Just blocks from where George Floyd was killed, performers and audience members gathered Wednesday evening in the parking lot of Pillsbury House Theatre to let out a long, primal scream.
The sound layers grief on top of harmony, pain on top of beauty. And it carries, through the firecrackers in the alleys, into the streets, into houses and into the deep parts of our bodies and psyches where trauma sleeps.
The shout wakes up that history, which, sometimes, is not history at all.
The primal release is but one potent feature of "What to Send Up When It Goes Down," Aleshea Harris' ritual-cum-play now making its regional premiere in Minneapolis. Harris' theatrical 2018 piece is unusual for many reasons, not least because of its bravery and courage. A 90-minute interactive work about Black trauma, it combines songs and spoken word with skits and a musical soundscape to dramatize a people coming through degradation with genius and grace.
Imagine a jazz band where the soloists pull from the history of Black Americans, playing pain and joy, bondage and freedom. There's spirituality and witness. The names of dead are called out and libations are poured in their honor. There are suggestions of obvious violence, including mouthed gunshots, but also the other kind that happens with the reduction of humanity to stereotypes, to tropes and caricatures.
Prayers are sent up to honor those who have perished not just because of the brutalization of dark bodies, as actor Aimee K. Bryant says, but because of an idea that is never named. Even something as simple as the ritual saying of names of those who have perished — names such as Sandra Bland, Tamir Rice and Philando Castile that are elicited from the audience — can gut an auditor.

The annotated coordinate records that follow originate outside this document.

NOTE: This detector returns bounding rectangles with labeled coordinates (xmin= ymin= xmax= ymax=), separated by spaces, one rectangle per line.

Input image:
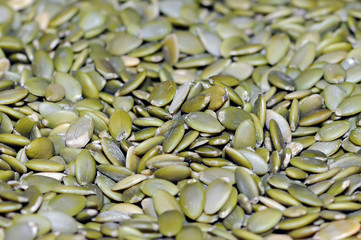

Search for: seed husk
xmin=0 ymin=0 xmax=361 ymax=240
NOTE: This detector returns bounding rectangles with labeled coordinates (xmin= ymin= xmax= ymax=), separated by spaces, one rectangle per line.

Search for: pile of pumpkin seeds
xmin=0 ymin=0 xmax=361 ymax=240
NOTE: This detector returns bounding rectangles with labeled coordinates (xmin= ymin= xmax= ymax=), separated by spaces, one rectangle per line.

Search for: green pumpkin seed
xmin=315 ymin=220 xmax=360 ymax=239
xmin=247 ymin=209 xmax=282 ymax=233
xmin=65 ymin=115 xmax=94 ymax=148
xmin=204 ymin=179 xmax=232 ymax=214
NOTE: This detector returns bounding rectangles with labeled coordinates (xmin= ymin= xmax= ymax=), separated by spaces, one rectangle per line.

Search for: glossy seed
xmin=247 ymin=209 xmax=282 ymax=233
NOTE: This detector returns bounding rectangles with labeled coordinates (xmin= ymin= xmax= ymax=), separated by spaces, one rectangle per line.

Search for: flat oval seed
xmin=25 ymin=137 xmax=54 ymax=159
xmin=25 ymin=159 xmax=65 ymax=172
xmin=278 ymin=213 xmax=319 ymax=230
xmin=247 ymin=208 xmax=282 ymax=233
xmin=288 ymin=184 xmax=323 ymax=207
xmin=54 ymin=72 xmax=82 ymax=102
xmin=158 ymin=210 xmax=185 ymax=237
xmin=217 ymin=107 xmax=252 ymax=131
xmin=49 ymin=193 xmax=86 ymax=216
xmin=295 ymin=68 xmax=323 ymax=90
xmin=323 ymin=85 xmax=346 ymax=111
xmin=154 ymin=165 xmax=191 ymax=182
xmin=54 ymin=47 xmax=74 ymax=72
xmin=0 ymin=88 xmax=29 ymax=105
xmin=185 ymin=112 xmax=224 ymax=133
xmin=65 ymin=115 xmax=94 ymax=148
xmin=39 ymin=211 xmax=77 ymax=234
xmin=233 ymin=119 xmax=256 ymax=149
xmin=107 ymin=32 xmax=142 ymax=55
xmin=181 ymin=93 xmax=211 ymax=113
xmin=112 ymin=174 xmax=148 ymax=191
xmin=109 ymin=109 xmax=132 ymax=141
xmin=235 ymin=167 xmax=259 ymax=203
xmin=266 ymin=33 xmax=291 ymax=65
xmin=149 ymin=80 xmax=176 ymax=107
xmin=176 ymin=226 xmax=204 ymax=240
xmin=179 ymin=180 xmax=205 ymax=219
xmin=75 ymin=150 xmax=96 ymax=185
xmin=315 ymin=121 xmax=350 ymax=142
xmin=3 ymin=222 xmax=37 ymax=240
xmin=314 ymin=220 xmax=360 ymax=239
xmin=238 ymin=149 xmax=269 ymax=175
xmin=140 ymin=178 xmax=179 ymax=197
xmin=115 ymin=71 xmax=147 ymax=97
xmin=153 ymin=189 xmax=182 ymax=215
xmin=335 ymin=94 xmax=361 ymax=116
xmin=33 ymin=51 xmax=54 ymax=79
xmin=204 ymin=179 xmax=232 ymax=215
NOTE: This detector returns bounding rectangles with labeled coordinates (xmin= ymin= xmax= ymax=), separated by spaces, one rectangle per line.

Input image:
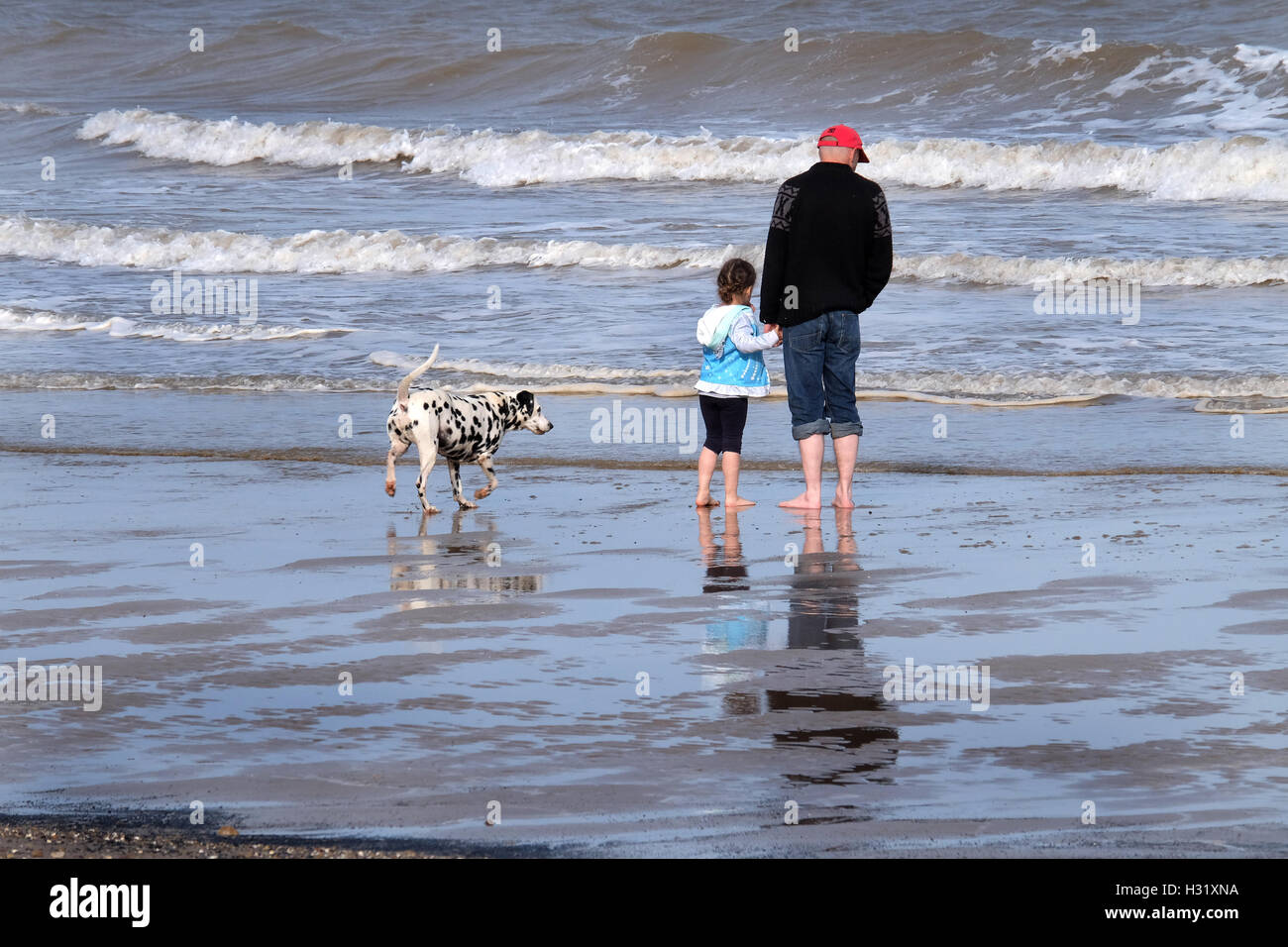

"What to Send Up" marks the first show directed at Pillsbury House by Signe Harriday, who a week earlier officially succeeded Faye Price as the company's new leader. It marks both a continuation of Price's legacy, and a renewed focus on the art that has earned the company its gutbucket reputation.
In the parking lot, the actors perform on a cosmogram designed by artist Seitu Jones. The audience sits, and sometimes stands (it's interactive, after all), in not quite a semicircle but a crescent, drawing energy from and giving inspiration to one another.